David Roberts has a great post on efforts by Energy Secretary Rick Perry to essentially blow up the wholesale energy market in a naked effort to protect coal (and, to a lesser extent, nuclear) power plants from free competition. Basically, he proposed a new rule that would guarantee coal and nuclear power plants a positive return on their investments, regardless of whether their power capacity was used or even is economical. Whereas other power plants (ranging from wind to natural gas) make money based on their ability to compete effectively in the marketplace, a few preferred operators would get their profits guaranteed.
Nominally, this is because they uniquely contribute to grid "resilience" by being a source of power able to ramp up quickly in the event of a major disruption (like, say, a major weather event). The problem (well, the short version of the problem) is that all the relevant studies -- including those conducted by the DOE under the supervision of Secretary Perry in the hopes that they'd confirm his political preferences -- conclude that coal and nuclear power don't actually improve grid resilience, and that, in fact, the grid is generally quite reliable and resilient right now (and only improving). So the only real upshot is to serve as a massive intrusion on the market in favor of uneconomical coal power.* It's thus no surprise that one Republican former FERC commissioner described it as "the antithesis of good economics," or that simply said it would "blow the market up."

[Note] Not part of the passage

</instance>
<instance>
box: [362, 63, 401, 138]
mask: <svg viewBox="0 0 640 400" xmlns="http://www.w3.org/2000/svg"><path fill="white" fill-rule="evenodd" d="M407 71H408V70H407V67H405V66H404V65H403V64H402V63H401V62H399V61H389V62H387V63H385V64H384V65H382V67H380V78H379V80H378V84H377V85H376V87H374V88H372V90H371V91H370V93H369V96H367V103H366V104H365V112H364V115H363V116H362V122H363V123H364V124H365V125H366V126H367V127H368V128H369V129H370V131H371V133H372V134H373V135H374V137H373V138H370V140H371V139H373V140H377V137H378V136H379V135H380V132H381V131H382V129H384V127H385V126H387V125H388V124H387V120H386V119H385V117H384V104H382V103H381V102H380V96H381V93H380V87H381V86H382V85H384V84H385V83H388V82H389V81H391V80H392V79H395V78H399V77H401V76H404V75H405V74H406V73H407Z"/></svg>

The whole article is worth your read, both as an introduction to how energy markets work (Roberts is great at explaining for a lay audience) and as an entry in the infinite-series of "Republicans don't actually care about market competition.
After laying out a litany of obstacles to passing the rule -- ranging from wall-to-wall opposition in the energy sector (outside of coal/nuke lobbyists) to severe time pressures to a complete lack of legal or policy justification necessary under the relevant statutes, Roberts concludes by saying the future of this proposal depends "on just how hackish and partisan FERC is willing to get." In other words, hold on tight.**
* As Roberts notes, while nuclear power is in a somewhat different boat from coal, this rule is also terrible policy as applied to supporting nukes.
** FERC is actually normally a relatively well-run agency, but at the moment it is controlled by Trump partisans who are, shall we say, not typically concerned with abiding by standards of technical expertise. So we'll see.